PlacePop: A Solution for Brands Seeking a Mobile Virtual Loyalty Card Program
Thanks to some 50 million Americans carrying around smartphones, location based services are among the most prominent applications in today’s social technology sector with players big and small getting in on the action. San Francisco-based PlacePop is one such location based service that focuses on social CRM services through its unique virtual loyalty card iPhone app.
Businesses utilize PlacePop to set up a free virtual card program that rewards customers checking into locations on their iPhone. While other applications feature similar benefits for B2C marketing, PlacePop’s app serves as a platform for businesses large and small to tap into. Businesses decide what offers to run, who to partner with and any other attribute that works for their B2C strategy.
PlacePop Founder and CEO Kent Lindstrom, who moonlights as an executive at an incubator and an investor, took time out of his hectic schedule to speak with Social Technology Review about PlacePop, the advantages and growing pains of mobile marketing and how to leverage the social graph for your customers. The interview has been edited for length and clarity.
STR: With so many competitors in the LBS market including big fish like Foursquare and Facebook, explain PlacePop’s unique value proposition to businesses and customers alike.
KL: The idea behind PlacePop is to allow businesses anywhere in world to have a mobile loyalty card without needing new technology or (IT) employees. Any business can set up a rewards program in three minutes and tailor it with photos, messages and offers. Consumers have virtual rewards cards with any business wherever they go, without needing to carry actual cards in their wallets.
STR: Rewards cards can be a great marketing tool for businesses and geo-location has the added benefit of supplying valuable data. How do businesses leverage PlacePop to gain better insight into their target audience?
KL: For starters, businesses see a feed of activity at their venue that includes any pictures that users upload while there, times that people visit and other broad data about who’s coming in. There are two big chunks of data that are appended to that. Most PlacePop users sign up using their Facebook profile. The Facebook API contains demographic data that businesses have access to, to the extent that it is of interest to them. The other thing that’s interesting is that you can run an algorithm to see where else your customers visit. With that info, you can cross promote.
STR: Speaking of Facebook, how important is tapping into a larger social graph in today’s market?
KL: It’s huge. For retailers, the biggest benefit is that customers have the opportunity to broadcast what they’re doing to a very large audience.

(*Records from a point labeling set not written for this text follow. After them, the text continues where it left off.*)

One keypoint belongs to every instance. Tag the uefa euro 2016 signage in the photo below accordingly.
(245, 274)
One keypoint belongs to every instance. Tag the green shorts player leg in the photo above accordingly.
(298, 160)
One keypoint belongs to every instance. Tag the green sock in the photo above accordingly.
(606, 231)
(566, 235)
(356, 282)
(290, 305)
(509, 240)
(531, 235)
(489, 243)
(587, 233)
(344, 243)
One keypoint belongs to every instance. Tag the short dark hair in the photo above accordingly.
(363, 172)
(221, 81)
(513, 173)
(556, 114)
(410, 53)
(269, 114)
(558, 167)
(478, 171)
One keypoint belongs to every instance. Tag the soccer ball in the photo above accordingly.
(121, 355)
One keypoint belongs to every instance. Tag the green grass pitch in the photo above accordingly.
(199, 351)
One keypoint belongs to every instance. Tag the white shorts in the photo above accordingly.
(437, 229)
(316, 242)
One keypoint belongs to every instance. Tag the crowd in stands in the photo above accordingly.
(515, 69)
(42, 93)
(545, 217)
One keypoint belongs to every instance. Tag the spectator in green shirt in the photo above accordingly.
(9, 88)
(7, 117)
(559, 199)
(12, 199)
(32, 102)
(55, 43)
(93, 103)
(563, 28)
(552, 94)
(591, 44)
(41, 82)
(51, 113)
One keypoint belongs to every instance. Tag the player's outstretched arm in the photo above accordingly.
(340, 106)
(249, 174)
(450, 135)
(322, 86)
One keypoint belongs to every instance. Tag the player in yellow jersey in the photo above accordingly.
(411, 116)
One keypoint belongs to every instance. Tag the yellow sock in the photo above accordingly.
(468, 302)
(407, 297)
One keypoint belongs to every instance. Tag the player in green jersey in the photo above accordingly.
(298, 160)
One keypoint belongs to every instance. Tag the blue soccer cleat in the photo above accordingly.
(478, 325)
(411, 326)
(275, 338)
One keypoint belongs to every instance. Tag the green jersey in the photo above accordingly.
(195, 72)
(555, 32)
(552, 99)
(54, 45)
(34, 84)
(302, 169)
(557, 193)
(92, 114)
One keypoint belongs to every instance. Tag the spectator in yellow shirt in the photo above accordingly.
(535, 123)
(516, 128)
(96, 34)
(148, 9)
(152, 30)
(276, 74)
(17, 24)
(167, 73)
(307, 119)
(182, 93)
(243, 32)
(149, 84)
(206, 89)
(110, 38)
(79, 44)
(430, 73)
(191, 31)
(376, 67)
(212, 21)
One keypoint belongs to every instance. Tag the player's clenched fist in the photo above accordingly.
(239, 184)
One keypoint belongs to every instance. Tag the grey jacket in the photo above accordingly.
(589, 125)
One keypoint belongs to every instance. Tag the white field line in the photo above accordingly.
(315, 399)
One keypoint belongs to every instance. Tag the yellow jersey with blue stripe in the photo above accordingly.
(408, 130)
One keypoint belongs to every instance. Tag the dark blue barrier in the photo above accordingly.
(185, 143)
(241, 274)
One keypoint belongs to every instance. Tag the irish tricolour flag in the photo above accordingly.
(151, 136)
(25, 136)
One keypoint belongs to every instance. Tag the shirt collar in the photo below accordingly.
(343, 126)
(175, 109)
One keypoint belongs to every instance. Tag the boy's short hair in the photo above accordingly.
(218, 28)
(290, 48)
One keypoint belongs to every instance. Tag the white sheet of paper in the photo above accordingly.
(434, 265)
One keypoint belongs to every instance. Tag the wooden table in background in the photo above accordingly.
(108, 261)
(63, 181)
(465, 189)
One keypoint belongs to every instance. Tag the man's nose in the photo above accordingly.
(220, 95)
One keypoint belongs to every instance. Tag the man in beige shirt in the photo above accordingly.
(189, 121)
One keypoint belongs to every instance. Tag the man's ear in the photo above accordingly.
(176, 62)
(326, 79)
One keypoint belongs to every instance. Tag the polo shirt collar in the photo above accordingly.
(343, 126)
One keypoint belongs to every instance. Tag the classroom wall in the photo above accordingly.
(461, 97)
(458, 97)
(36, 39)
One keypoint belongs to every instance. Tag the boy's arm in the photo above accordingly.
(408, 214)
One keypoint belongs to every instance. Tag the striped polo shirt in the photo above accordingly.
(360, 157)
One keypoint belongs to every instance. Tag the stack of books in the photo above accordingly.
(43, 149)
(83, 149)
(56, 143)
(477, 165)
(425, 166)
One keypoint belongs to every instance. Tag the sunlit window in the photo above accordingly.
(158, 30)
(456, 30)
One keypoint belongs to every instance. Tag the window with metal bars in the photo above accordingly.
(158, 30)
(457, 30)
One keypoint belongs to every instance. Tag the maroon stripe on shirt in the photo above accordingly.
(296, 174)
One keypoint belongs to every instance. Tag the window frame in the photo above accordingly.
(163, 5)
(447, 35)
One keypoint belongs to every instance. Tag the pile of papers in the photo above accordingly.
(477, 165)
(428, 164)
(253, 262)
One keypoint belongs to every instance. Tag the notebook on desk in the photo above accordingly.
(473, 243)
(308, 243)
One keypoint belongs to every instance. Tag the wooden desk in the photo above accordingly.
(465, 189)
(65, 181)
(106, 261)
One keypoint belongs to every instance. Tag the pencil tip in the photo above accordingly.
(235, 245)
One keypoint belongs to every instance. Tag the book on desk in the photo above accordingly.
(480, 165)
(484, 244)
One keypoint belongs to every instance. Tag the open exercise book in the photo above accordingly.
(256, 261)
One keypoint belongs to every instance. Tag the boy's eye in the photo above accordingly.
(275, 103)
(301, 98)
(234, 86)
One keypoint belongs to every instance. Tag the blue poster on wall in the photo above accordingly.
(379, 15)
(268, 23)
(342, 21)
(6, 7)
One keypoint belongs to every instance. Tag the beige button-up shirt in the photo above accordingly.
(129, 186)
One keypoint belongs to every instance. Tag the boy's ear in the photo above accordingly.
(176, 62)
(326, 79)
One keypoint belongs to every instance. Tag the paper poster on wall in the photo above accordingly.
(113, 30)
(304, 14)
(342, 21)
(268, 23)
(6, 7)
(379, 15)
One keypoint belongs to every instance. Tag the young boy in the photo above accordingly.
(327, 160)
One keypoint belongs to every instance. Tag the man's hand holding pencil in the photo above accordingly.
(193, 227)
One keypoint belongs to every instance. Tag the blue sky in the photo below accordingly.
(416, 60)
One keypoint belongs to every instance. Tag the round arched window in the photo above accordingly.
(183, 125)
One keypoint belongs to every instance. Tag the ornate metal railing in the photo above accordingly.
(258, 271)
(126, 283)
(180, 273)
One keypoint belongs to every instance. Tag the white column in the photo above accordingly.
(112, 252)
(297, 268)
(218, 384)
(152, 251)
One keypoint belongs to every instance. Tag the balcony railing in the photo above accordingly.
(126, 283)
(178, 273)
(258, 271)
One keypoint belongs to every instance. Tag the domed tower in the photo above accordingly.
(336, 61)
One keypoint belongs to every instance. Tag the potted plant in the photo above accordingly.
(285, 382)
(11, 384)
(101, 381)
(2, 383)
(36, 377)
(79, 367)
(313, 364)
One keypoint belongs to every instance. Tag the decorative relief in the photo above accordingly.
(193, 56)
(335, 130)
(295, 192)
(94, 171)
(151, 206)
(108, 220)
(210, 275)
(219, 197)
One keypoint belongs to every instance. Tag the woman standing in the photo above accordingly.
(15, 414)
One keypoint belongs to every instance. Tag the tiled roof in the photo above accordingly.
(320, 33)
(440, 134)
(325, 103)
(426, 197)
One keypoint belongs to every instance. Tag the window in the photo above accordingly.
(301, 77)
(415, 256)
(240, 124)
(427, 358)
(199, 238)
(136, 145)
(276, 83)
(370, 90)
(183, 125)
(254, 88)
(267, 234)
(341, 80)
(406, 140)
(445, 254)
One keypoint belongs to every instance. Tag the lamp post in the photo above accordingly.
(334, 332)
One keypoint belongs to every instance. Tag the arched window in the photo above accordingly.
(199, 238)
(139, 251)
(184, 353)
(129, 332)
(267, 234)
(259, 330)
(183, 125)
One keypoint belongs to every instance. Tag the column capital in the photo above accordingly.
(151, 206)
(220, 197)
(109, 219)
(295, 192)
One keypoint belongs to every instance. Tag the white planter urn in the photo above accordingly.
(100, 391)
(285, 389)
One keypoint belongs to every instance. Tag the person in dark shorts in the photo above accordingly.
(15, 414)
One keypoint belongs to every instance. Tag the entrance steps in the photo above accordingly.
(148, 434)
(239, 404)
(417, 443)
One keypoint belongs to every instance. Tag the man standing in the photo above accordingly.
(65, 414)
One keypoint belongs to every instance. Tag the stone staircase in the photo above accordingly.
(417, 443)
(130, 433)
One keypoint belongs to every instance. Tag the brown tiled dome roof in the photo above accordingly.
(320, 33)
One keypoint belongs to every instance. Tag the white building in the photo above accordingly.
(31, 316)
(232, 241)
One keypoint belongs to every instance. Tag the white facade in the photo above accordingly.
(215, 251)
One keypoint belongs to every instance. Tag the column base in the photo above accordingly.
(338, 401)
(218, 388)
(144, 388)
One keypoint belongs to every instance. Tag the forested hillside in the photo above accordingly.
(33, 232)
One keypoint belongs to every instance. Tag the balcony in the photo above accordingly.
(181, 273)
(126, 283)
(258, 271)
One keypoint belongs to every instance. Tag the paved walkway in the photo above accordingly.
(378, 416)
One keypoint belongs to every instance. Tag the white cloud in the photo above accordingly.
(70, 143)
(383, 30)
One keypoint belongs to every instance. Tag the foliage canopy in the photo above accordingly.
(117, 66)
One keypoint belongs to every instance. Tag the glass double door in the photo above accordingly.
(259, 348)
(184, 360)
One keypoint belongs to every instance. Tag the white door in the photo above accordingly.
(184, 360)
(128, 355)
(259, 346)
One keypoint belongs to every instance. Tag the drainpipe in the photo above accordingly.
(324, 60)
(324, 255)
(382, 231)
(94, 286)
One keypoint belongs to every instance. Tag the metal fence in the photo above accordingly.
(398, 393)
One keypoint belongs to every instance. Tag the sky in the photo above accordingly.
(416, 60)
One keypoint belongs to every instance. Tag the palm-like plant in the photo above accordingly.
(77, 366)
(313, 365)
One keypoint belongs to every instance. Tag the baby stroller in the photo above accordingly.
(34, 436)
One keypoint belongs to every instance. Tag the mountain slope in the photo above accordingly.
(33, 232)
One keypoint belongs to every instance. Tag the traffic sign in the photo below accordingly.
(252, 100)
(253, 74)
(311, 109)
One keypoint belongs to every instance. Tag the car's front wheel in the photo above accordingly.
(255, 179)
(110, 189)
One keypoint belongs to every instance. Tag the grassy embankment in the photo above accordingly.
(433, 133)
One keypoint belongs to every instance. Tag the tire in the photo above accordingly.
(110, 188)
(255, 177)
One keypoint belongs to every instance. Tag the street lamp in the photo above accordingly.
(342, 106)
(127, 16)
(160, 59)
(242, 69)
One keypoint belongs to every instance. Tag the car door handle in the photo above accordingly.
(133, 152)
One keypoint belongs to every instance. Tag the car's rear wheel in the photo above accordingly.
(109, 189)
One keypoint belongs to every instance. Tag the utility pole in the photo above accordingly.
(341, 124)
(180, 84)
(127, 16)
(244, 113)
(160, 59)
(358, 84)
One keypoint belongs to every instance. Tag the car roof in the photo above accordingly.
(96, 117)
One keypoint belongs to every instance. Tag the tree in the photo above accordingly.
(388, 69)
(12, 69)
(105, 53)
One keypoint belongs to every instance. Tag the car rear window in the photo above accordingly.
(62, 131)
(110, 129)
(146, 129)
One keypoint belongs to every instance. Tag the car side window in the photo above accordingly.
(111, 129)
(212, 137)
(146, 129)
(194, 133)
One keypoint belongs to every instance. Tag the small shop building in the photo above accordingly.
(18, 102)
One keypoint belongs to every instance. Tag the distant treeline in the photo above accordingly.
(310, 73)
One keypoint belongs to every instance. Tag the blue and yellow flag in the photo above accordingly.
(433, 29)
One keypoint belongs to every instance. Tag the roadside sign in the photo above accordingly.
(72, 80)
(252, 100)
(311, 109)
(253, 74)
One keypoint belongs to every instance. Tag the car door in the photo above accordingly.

STR: For apps like PlacePop, you need businesses involved to attract new users who won’t go unless there are rewards. And businesses may be reluctant to get involved until they see a large customer base. As a startup, how tough has this delicate dance been to manage?
KL: It’s a chicken and egg problem. Retailers have a seen a huge shift in recent years just getting online. A few years ago they might have posted an online Yellow-page ad and nothing more. With the help of sites like Yelp and Facebook, retailers are driven to the Internet. At PlacePop, we’ve gone after business first. Our approach has been setting up partnerships with larger distributors and letting our product channel our strategy.
STR: Location based services and mobile marketing are still relatively young. How do you define the right parameters of mobile marketing to ensure that you gain new users and keep existing ones rather than put them off?
KL: It’s a real challenge for everyone in the space. We’re very much in the early days of what’s going on here. We know that check-ins are something people want for self-expression, but we might also find they want to tie their credit card to a particular program or something else that will decide the future direction.
STR: Prior to PlacePop, you were the CEO of Friendster, the social networking site that dominates the Asian market. What did you learn from your experience there?
KL: I had been the CFO of Friendster for a couple of years and eventually I was asked to be CEO. Because of the very different jobs I did there, I learned about everything from engineering to gaining market share. More than that, I learned just how rare and hard it is to find something that resonates with people.
STR: You serve as an executive at Ooga Labs, a Bay Area incubator where you started PlacePop (which has since spun out). Aside from funding, what are the most important things that incubators and investors bring to the table for a startup?
KL: I think it’s very important to have investors who think the same way that you do. There are a few categories of investors and some will only invest in a very particular type of business. At Ooga, we aren’t that way. Ooga provided PlacePop with engineering, people and capital which is a very unusual model. We iterated and changed direction for PlacePop a number of times.
STR: Kent, thank you so much for your time today. We look forward to following PlacePop.